On 8 June 2009 the two organizations Jeunesses Musicales International and Music Crossroads announced that they had been forced to cancel the European tour of young Zimbabwean artists Mokoomba due to blocked visas. The organizations started a petition where they write:
“Music events across Europe are important global villages — uniting local and international artists, providing intercultural learning opportunities, promoting peace and respect. Yet power lies in the hands of those deciding on visas to dictate which artists, and from which countries, are welcome behind the walls of fortress Europe to let their voices be heard."
Visa obstructions to the young Zimbabwean group Mokoomba in the wake of their European tour raises major concerns over the future of cultural diversity on the European stage.
In the lead up to their European Tour, they were dubbed ‘The Next Generation of Zimbabwean Hope’ — in celebration of their incredible talent and story of diversity and perseverance, the group coming from one of Zimbabwe’s smallest rural villages, and singing in Tonga, a language foreign to even the majority Ndebele and Shona speaking population of Zimbabwe.
“Difficult, inflexible, and un-transparent visa procedures have led the music community to a crisis point.
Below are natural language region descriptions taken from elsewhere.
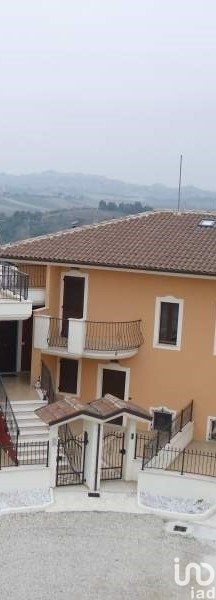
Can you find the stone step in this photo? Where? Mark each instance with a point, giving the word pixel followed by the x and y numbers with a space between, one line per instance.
pixel 27 406
pixel 33 436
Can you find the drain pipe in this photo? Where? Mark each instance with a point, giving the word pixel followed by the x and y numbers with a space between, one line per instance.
pixel 95 493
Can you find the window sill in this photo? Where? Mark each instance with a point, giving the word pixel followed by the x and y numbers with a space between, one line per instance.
pixel 166 347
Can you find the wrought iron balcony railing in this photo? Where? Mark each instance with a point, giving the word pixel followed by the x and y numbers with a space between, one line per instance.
pixel 13 283
pixel 113 336
pixel 98 336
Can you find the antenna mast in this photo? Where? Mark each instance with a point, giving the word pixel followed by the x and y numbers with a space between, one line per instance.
pixel 180 174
Many concert organizers are no longer able to take the risk in booking artists from countries where visas are required, knowing what issues may arise later when artists are blocked behind borders” Blasko Smilevski, JMI secretary general, is quoted as saying. “It is not difficult to guess which countries’ artists will be cut out of the picture.”
Convention: ‘Facilitating Access’
In 2006, the European Union signed the UNESCO Convention on Cultural Diversity, committing Europe to develop “measures in developed countries with a view to facilitating access to their territory for cultural activities from developing countries,” yet administrative procedures have yet to reflect these good intentions.
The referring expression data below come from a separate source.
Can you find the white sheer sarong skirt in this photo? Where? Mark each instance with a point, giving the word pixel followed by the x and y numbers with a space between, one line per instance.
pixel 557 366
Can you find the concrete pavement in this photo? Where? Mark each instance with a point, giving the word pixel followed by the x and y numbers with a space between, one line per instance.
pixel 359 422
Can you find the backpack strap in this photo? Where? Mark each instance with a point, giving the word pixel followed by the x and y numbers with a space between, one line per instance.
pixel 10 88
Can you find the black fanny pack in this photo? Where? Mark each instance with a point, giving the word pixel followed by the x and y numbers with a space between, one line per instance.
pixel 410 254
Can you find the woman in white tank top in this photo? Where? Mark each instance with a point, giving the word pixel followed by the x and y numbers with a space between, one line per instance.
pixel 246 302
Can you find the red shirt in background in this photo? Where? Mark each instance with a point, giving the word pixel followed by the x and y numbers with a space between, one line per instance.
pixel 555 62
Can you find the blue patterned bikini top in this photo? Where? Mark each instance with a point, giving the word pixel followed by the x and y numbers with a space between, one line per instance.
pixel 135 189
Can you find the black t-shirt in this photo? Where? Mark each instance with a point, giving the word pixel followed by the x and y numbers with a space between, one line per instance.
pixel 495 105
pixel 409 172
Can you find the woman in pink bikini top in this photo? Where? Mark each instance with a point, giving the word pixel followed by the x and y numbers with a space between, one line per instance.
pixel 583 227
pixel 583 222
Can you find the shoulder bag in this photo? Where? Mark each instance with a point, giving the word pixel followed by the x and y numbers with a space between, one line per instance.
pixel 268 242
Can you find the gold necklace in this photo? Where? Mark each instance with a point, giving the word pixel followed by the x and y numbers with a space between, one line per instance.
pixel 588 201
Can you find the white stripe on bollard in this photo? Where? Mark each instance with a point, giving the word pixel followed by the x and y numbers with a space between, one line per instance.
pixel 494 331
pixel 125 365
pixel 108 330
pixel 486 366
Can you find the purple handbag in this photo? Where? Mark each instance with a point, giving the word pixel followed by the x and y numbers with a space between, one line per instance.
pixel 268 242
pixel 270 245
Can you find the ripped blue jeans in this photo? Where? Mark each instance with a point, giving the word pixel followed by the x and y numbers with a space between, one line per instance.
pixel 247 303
Band leader Abundance Mutori, whose songs speak of social ills, the HIV pandemic, love and a Zimbabwean nation determined never to give up hope said "we believe the potential for Tonga music is still to be explored and will one day reach the world at large".
The Mokoomba tour is part of the Music Crossroads programme, the largest youth empowerment program in Southern Africa, supported and funded by the Government authorities in Norway, Spain and Sweden.
“It is an ironic tragedy that Mokoomba has been barred from taking the stage in countries who helped create the dream,” said Blasko Smilevski. "Don’t let visa regulations restrict cultural exchange between Europe and the rest of the world, please join us and sign this petition. Contact European Commission President Barroso and demand a review of visa procedures for artists from ‘developing countries‘.”
The arts group Mokoomba took their name after the resort town of Victoria Falls where they are based. The group shot to prominence after winning the first prize at the Music Crossroads InterRegional Festival in Lilongwe in Malawi in August 2008. Since then, they have been working to expand their repertoire and have been doing intense sessions with Music Crossroads International’s Band Manager Poney Gross. They have recorded and produced a CD made other preparations for the six member band’s tour which would have seen them performing in Spain, Holland, Belgium, UK, Ireland, Sweden, Norway, Slovenia and Croatia.